Like a switch has been flipped inside of me, I see him in a different light now, I see the same Namjoon from back then, the same trustworthy man that I knew, the very man who would have never lied to me. I see it now, the persistence, the continued efforts and it's meaning. Despite everything that being with me caused him, he still went out of his way to search, to try to tell me the truth. To redeem me of all this hatred and spite that I have harboured for him and for the world. He was still thinking about me, about my welfare.

Namjoon fully cups my face and makes me look at him, his eyes lock onto mine and I let him, unable to resist his familiar touch, and the warmth of his hands. "I should have told you. That was my crime, and it cost us everything. I should have found a way to tell you and not leave you in the dark with all the questions. I shouldn't have let you go through that, and I am forever sorry, for having hurt you that much." My hands find their way to his wrist to sooth him as he tries to take blame, I hold him too, to remind him I am not mad at him.

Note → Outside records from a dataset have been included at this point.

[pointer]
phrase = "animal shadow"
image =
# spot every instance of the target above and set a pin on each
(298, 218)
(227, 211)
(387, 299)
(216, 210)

His forehead joins with mine, almost like it's the most natural gesture between us, and I let him, recalling clearly the last time he had held me like this, this exact same way.

"I could have never left you, not in a million years..." He whispers lowly, just for me to hear it. "You were my everything, my every breath, every touch that I made, you were my world and I loved you with all of my heart."

"I still do." He whispers in conclusion after a second.